An input voltage to the comparator can be determined by altering the reference voltage to find the point at which the comparator switches (the comparator compares the pot voltage with the reference). There are several ways to do this, but the most appropriate way is to step the reference up and down one step at a time, so that the reference ramps up to the pot voltage, and then iterates back and forth a few counts either side. The step decisions are made every millisecond, so the A-D converter is slow, taking about one second to go from 0V to 5V. Of course the rotator is much slower again, as it takes about one minute to fully rotate. The slow tracking of the pot voltage means that the technique is virtually unaffected by noise and hum. This technique is called a closed loop controller with integrating feedback.

After a few seconds from power-up, the reference voltage will match the pot voltage, and so the reference voltage command contains a number which represents the pot voltage, scaled 0 - 1023. This value is divided by four to reduce the noise further, and used as an 8-bit (0 - 255) value. At power up, the present position is also read and stored as the current "demand". This means that the rotator control will be stable when first powered up, so will not shoot off to zero or some previously remembered position.

Closing the Loop

As mentioned previously, the present position and the user's demand are compared to determine whether, and which way, the rotator should move. The necessary hysteresis is achieved using a software "window comparator". This consists of two comparators, both comparing the present position with the demand, but each with a small offset - one compares with demand -1, the other with demand +1. Thus when the demand and present position are exactly the same, or within one step of the same, one comparator will be set one way, and the other the other way. When this is the case, the rotator is idle.

If the present position is lower than the demand by 2 or more, both comparators switch the same way, and a relay is switched to move the rotator clockwise to correct the error. If the present position is similarly higher than the demand, both comparators switch the other way, and the other relay is switched to move the rotator anticlockwise to correct the error.

This control loop is independent of the A-D converter and also the demand. Thus it will continue to maintain position if the rotator is pushed around by the wind, and will "fight" any attempt to manually turn the rotator with the front panel switches. (To manually turn the rotator, the micro controller is disabled by disconnecting the relay supply).

The relays are driven by small bipolar transistors driven into saturation. They are powered from the 12V unregulated rotator supply. The relay contacts are conected in a special way so that the connections of the relays and front panel switches are "interlocked". It is simply not possible to accidentally drive the motor both ways at once (which will damage the motor and the power transformer), either through failure of a relay, relay driver, or manual interference with the switches while the controller is turning the rotator.

Sending Commands

Understanding commands from the PC requires a special program module called a command interpreter. This is operated in an interrupt routine, so is virtually an independent program.

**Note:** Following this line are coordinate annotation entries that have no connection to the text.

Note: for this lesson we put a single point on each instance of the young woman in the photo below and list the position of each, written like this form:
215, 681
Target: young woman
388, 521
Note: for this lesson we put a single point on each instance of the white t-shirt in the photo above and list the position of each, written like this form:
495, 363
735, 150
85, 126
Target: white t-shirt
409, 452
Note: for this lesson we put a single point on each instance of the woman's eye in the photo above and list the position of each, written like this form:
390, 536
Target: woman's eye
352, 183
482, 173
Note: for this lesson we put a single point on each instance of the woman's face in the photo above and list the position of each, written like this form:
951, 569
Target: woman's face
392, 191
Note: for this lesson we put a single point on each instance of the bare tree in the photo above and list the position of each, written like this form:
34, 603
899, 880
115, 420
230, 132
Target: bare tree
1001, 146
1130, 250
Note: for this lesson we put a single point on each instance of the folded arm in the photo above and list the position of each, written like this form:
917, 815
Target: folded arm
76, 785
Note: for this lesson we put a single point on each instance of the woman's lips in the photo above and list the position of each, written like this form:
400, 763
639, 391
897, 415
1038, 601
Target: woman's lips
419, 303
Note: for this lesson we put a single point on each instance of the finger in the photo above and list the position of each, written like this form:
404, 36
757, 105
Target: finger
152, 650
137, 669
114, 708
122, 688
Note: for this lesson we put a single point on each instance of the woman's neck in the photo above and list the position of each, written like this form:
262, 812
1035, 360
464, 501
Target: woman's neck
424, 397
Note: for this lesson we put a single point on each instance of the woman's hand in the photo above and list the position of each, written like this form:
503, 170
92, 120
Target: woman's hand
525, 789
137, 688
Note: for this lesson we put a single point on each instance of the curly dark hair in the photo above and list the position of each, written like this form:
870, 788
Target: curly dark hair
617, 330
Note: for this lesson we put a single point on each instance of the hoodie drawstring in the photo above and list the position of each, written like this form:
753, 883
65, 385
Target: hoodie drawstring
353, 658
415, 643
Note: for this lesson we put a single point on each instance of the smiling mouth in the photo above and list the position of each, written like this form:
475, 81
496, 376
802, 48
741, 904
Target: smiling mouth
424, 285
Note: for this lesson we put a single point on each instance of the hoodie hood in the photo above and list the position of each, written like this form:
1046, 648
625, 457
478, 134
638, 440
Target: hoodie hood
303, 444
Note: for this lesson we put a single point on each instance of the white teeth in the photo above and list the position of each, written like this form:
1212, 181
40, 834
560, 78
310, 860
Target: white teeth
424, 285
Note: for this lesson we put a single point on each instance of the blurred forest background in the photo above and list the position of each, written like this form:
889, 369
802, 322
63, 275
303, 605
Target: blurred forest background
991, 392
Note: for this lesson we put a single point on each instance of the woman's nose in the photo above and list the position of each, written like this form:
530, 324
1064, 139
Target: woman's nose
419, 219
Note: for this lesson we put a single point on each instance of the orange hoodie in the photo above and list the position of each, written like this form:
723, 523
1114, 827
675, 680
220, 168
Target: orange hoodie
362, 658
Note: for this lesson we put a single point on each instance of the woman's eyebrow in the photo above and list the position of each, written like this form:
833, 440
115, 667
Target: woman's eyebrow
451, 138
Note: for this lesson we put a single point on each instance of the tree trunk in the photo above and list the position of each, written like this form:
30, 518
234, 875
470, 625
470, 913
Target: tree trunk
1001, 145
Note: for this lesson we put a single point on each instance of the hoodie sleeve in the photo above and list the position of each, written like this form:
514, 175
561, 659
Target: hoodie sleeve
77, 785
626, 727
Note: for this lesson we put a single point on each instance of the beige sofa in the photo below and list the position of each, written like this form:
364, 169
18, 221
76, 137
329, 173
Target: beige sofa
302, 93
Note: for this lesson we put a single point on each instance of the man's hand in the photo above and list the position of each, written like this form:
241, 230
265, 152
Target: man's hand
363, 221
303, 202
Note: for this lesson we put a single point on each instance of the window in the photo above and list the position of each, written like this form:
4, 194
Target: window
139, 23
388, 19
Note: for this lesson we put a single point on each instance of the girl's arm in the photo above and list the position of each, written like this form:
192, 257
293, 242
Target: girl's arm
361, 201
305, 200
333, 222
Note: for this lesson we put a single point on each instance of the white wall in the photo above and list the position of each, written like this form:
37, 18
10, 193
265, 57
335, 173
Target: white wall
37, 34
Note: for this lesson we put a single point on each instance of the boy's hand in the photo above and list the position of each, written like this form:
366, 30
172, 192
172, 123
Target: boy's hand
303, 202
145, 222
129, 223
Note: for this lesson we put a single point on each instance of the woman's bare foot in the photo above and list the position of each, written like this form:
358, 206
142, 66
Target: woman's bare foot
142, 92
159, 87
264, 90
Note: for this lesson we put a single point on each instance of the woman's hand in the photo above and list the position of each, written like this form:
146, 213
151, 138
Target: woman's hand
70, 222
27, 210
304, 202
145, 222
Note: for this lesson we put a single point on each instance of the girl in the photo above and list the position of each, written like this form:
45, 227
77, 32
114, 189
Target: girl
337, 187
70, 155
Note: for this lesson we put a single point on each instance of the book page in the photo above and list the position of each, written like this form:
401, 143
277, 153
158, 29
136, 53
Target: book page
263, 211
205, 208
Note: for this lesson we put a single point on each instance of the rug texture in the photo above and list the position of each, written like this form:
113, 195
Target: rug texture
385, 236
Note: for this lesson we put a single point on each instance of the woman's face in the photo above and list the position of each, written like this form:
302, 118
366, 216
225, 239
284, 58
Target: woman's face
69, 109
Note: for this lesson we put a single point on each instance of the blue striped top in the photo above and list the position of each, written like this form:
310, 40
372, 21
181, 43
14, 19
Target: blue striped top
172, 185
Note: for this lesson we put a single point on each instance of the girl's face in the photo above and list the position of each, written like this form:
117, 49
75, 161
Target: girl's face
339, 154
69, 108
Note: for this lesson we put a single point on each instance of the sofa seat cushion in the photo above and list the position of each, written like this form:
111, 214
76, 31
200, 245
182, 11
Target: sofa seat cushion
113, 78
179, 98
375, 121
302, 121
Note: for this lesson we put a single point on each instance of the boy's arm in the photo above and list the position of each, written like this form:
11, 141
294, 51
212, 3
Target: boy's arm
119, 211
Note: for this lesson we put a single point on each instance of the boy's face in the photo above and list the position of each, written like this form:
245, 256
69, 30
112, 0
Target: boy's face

Four different positioning commands are looked for, by looking initially for the first letter in each command. These are "A" (ORION),"G" (ZL1BPU KISS), "M" (YAESU) and "P" (SARTEK). Once one of these letters is found, an appropriate section of firmware will read further characters from the serial input and then process them appropriately into a demand value. For example, two of the commands send a requested heading as three decimal digits, "000" to "359", which is of course the requested heading in degrees. The firmware reads these three values, then multiplies, divides and adds them together to create a single number 0 - 180, which represents the demand. The demand is therefore represented in 2 steps.

Since the rotator pot does not read exactly zero when fully anticlockwise, a small offset is added before the demand is sent to the position control loop. The controller is calibrated so that the clockwise reading from the A-D converter is exactly 180 counts higher than the anticlockwise value. So the present position is also reported in 2 steps.

There are three further commands, used to report position, stop the rotator, and report the ZL1BPU Rotator Controller firmware version. This is useful if PC control software is required to work with several different versions.

Bells and Whistles

While the rotator is moving, the ZL1BPU Rotator Controller reports the present position back to the PC, twice every second. It also reports its heading while initializing, allowing PC software to know where to start, and can optionally report the position every two seconds when idle. It also reports errors in the same way. An optional LED is also turned on when the rotator is moving.

Two error types are specifically detected - potentiometer errors (voltage from the pot is too high or too low, as happens when a wire falls off) and rotator errors (a timeout has been reached before the rotator reached demand, such as happens when the rotator jams or unexpectedly hits an end stop). Motion is disabled to prevent damage. Operation is restored by cycling the power or giving a further command. The optional LED flashes slowly when an error has been detected.

Command errors are also handled. Invalid commands and impossible commands are ignored. If the heading requested is outside the range 0 - 360, the command is ignored. Negative commands -180 to -359 are converted by adding 360 and handled correctly.

Circuit Description

See the controller schematic. Preferably print out a copy to refer to. At the top left is the power supply. The input is around 11 - 16V from the rotator unregulated supply. D4 provides reverse protection, but also helps reduce ripple, since small as it is, C4 cannot discharge back into the supply. U1 is a simple three-terminal 5V regulator, which requires the output capacitor C5 for stability reasons. D1 is the status LED, pulled low by the micro. In order to save supply current, the port current is limited by a high resistor value (R4), so if fitted, the LED D1 should be a high brightness type.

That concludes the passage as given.